Quantifying resource in catalytic resource theory

Publication Type:
Working Paper
Citation:
2017
Issue Date:
2017
Full metadata record
We consider a general resource theory that allows the use of free resource as a catalyst. We show that the amount of `resource' contained in a given state, in the asymptotic scenario, is equal to the regularized relative entropy of resource of that state, which then yields a straightforward operational meaning to this quantity. Such an answer has been long sought for in any resource theory since the usefulness of a state in information-processing tasks is directly related to the amount of resource the state possesses in the beginning. While we need to place a few assumptions in our resource theoretical framework, it is still general enough and includes quantum resource theory of entanglement, coherence, asymmetry, non-uniformity, purity, contextuality, stabilizer computation and the classical resource theory of randomness extraction as special cases.
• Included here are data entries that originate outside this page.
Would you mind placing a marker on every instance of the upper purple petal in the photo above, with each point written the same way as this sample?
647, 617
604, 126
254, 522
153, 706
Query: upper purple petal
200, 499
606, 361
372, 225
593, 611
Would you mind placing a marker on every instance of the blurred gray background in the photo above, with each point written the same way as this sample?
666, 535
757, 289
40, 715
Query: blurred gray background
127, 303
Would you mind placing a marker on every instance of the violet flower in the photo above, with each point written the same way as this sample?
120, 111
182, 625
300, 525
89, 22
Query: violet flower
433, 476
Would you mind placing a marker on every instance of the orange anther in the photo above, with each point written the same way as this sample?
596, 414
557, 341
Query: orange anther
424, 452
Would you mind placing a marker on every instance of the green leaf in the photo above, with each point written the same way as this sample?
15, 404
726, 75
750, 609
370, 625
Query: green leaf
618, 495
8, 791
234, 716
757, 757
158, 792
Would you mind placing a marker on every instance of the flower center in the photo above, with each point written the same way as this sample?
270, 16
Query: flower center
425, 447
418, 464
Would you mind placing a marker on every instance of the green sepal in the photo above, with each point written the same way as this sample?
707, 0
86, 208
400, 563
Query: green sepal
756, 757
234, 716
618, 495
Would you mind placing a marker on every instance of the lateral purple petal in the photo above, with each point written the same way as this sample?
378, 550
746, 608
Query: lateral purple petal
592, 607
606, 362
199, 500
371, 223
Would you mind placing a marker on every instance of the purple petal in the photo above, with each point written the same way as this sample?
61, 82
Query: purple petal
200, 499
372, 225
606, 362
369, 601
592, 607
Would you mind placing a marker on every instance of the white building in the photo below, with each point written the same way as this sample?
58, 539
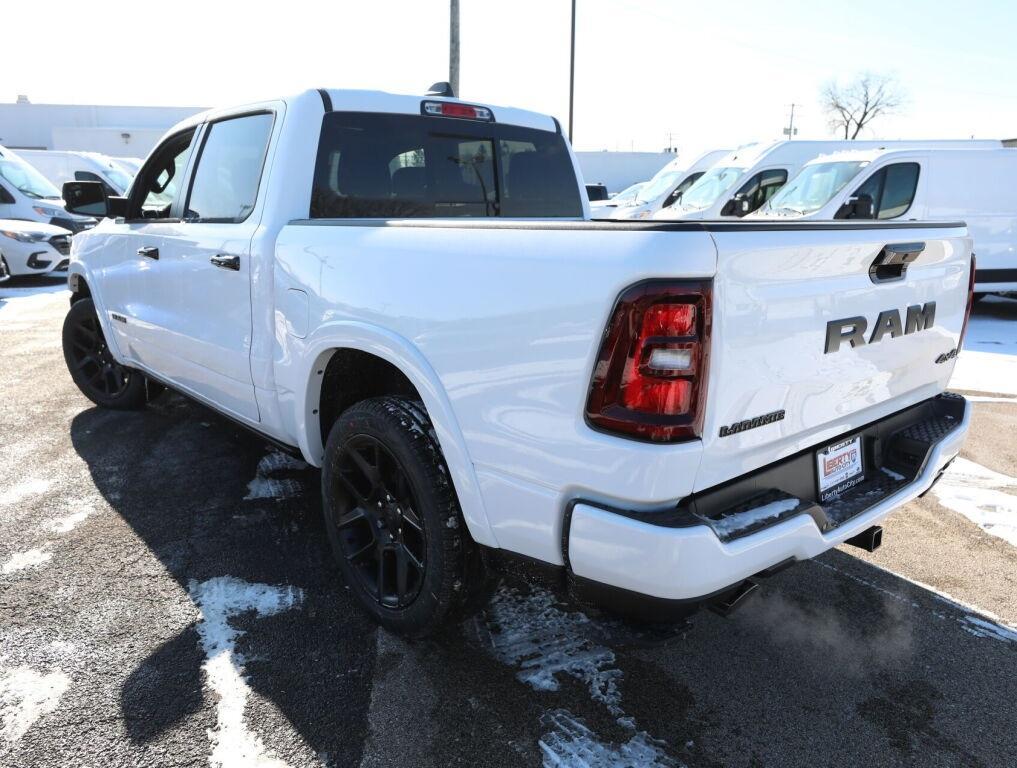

Since our resource theoretic framework includes entanglement theory, our result also implies that the amount of noise one has to inject locally in order to erase all entanglement contained in an entangled state is equal to the regularized relative entropy of entanglement, resolving an open question posted in [Groisman et al., Phys. Rev. A. 72: 032317, 2005]. On the way to prove the main result, we also quantify the amount of resource contained in a state in the one-shot setting (where one only has a single copy of the state), in terms of the smooth max-relative entropy. Our one-shot result employs a recently developed technique of convex-split lemma.